Yousef az-Ziadane, 56, a member of the local council and an activist, criticized the role the state took upon itself in the major transition that the Bedouin-Israeli society is undergoing.
“The structure of the traditional Bedouin family broke throughout this major change,” az-Ziadane said. “Back in the day, the Bedouin used to respect and obey the father or the older brother. These days, the youth, which no one takes care of, see the gangs in the streets and see them as role models. In their spare time, they sit and watch the police chasing the gangs down the main road, and this is how they see the state in their eyes.”
Az-Ziadane uses his shig (the traditional Bedouin tent that is separate from the home and used mainly to host guests) to hold meetings with activists against home demolitions and in support of recognizing the unrecognized villages.
Inside his shig, which became a semi-permanent structure, there’s a large sign reading in Arabic, Hebrew, and English: “Wadi al-Na’am: Yes for recognition, no for displacement.”
Az-Ziadane was born in the village of Yatta, south of Hebron. His family, like many others, fled the country in 1948 and moved to the Jordan-controlled West Bank. He came to Israel in 1993 and married an Israeli-Bedouin woman.
“My family is part of the Al Azzazme tribe, the biggest one in the region,” he said. “There are some 600,000 members of our tribe in Jordan.”
Unlike al-A’wawai, az-Zaidane completed 12 years of school and then continued to college. Today, he works as a certified electrician.
He says the state is focusing mainly on how to concentrate the Bedouin in fewer territories as much as possible, instead of stretching out a hand for help.
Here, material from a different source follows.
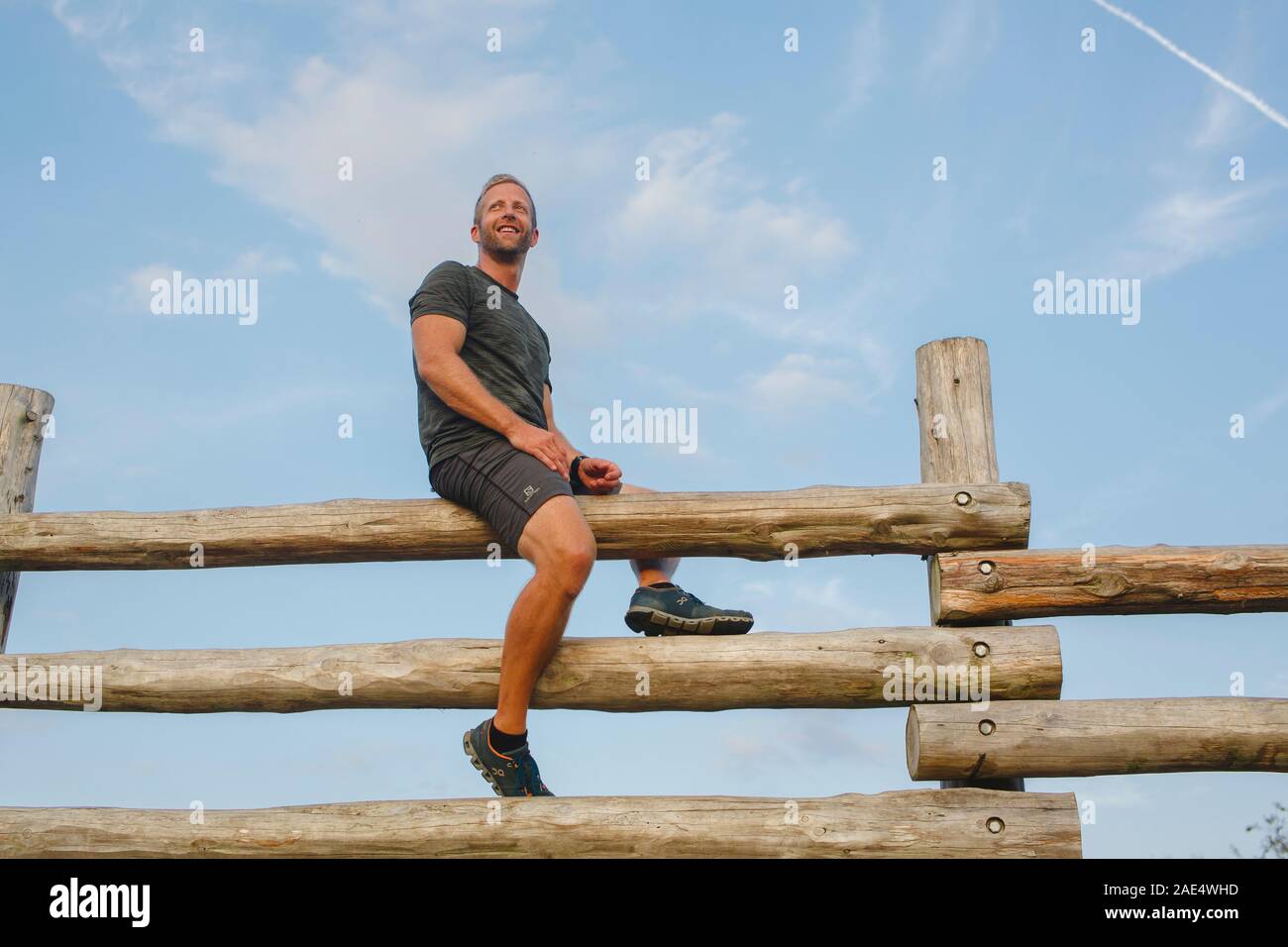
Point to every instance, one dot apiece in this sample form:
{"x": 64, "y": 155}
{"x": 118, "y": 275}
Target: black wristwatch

“The change in the state’s attitude became stronger when the radicals gained more power,” he said. “Now, the authorities want to throw us all in small towns, and decide who gets to live where. We’ve seen the outcome in the Shaqib [Segev Shalom] and Rahat.
“The authorities, like the ‘directorate’ [the authority for development and settlement of the Bedouin in the Negev], want to decide for us who will get each plot and mix our families with others. This creates major problems,” suggesting that the majority of Bedouin society – which usually live in tribal neighborhoods – is not ready yet for such change.
“We wish the state would establish an authority, or a mechanism, that will learn the Bedouin culture and focus on its development – in education, in employment, in learning how to master a profession. An authority that would help young couples get loans so they could live in their own houses.”
Az-Zaidane said that he, like al-A’wawai, believes that the original Bedouin way of living is the best for him, but he also supports people who want to live modern lives.
“I think that sleeping in a tent with fresh air is better for your soul than sleeping with the air conditioning on. So I don’t understand what the authorities want from us, why they’re against us. We acknowledge the State of Israel. It’s here, and we are part of it.
“What they tend to forget is that the original people of Israel were also Bedouin. Sayyedna Ibrahim [Avraham Avinu] lived in a tent. We all share the same story and the same origins. I hope that at some point, we would all realize that.
“Unlike what many say, we don’t wish to replace the state. We are an integral part of it, and we just want it to acknowledge us – we want it to respect our traditions, and help us through this transition period.”